6-10 国連
国際連合は国連憲章という条約に基づく組織です。略して国連です。1945年10月に第二次大戦の戦勝国(連合国)を中心に設立されました。中国語では国連を連合国と呼びます。戦中も戦後も同じ呼び名です。戦中の連合国と戦後の国際連合が実質的に連続している一つの証左でしょう。
国連の最大目的は世界平和です。方法は集団安全保障というものでして、武力を行使した国があったら、国際社会全体でその国に制裁を課すやり方です。制裁には経済的制裁も軍事的制裁も含まれます。戦前の国際連盟は軍事的制裁を想定していなかったので、現実に平和を維持する力がありませんでした。その反省から戦後は、国連が自前の軍隊を持ち、軍事制裁を可能とする建前になりました。しかし、国連が設立されて60年が経ちますが、国連自らが指揮する国連軍は一度も組織されたことがないそうです。安全保障理事会の決議に基づいて、各国が軍隊を派遣する方式が取られてきただけです。
安全保障理事会は国連の本質です。15カ国からなる構成ですが、5つの常任理事国には拒否権があります。アメリカ、イギリス、フランス、ロシア、中国が絶対に反対することは安全保障理事会の決議になりません。つまり、国連の意志になりません。これは第二次大戦の主な戦勝国が得た特権です。なんだかんだと理由をつけて、常任理事国を増やさないのは、五カ国からすれば当然です。現在の国際秩序を築いたのは自分たちだとの自負があるからです。薩長が仲違いしていても、他藩が割って入ろうとした場合には一致協力したのと同じです。現在では空文化していますが、国連憲章には敵国条項という規定があります。第二次大戦中の敵が国連憲章に違反した場合は、無条件に軍事制裁を課せるとの内容です。元々は、日本やドイツを念頭においた規定でした。そういう成り立ちですから、日本やドイツが常任理事国入りすることは並大抵ではありません。
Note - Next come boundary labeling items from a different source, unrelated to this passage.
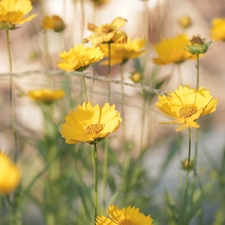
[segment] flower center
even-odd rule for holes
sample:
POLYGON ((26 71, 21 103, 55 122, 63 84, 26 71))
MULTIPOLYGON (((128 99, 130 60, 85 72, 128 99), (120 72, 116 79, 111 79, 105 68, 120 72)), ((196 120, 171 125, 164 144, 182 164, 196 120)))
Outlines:
POLYGON ((134 225, 133 222, 131 222, 129 219, 122 219, 118 225, 134 225))
POLYGON ((103 126, 99 124, 91 124, 86 127, 85 132, 86 134, 99 134, 103 129, 103 126))
POLYGON ((191 105, 185 105, 179 110, 180 116, 183 118, 191 117, 195 112, 195 108, 191 105))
安全保障理事会以外にも色々な機関が国連にはあります。ユニセフは、紛争などで被害を受けた子どもを支援する機能を持っています。ILOは男女雇用機会均等や児童労働撲滅運動を推し進めています。WHOは伝染病対策や医療普及を担っています。紛争地域や途上国の弱者に対して、これらの機関が果たす役割は決して小さくありません。また、国連平和維持活動(PKO)も紛争の抜本的解決にまではつながりませんが、選挙監視や復興支援など一定以上の成果を修めています。したがって、約二割の国連予算を負担している日本は、それなりの国際貢献をしていることになります。
最近は減ったようですが、国連に過度の思い入れをすることは意味がありません。国連は国家の集合体であり、国際的な公共機関です。特定の政治的理想を期待してもお門違いです。それらは勝手な思い込みにすぎません。また、国連中心主義というのも、よくわからないお題目です。長い物には巻かれろというくらいにしか聞こえません。国連は国際社会において最悪の事態は回避し、少しでもよくするための現実的手段です。それ以上でも以下でもありません。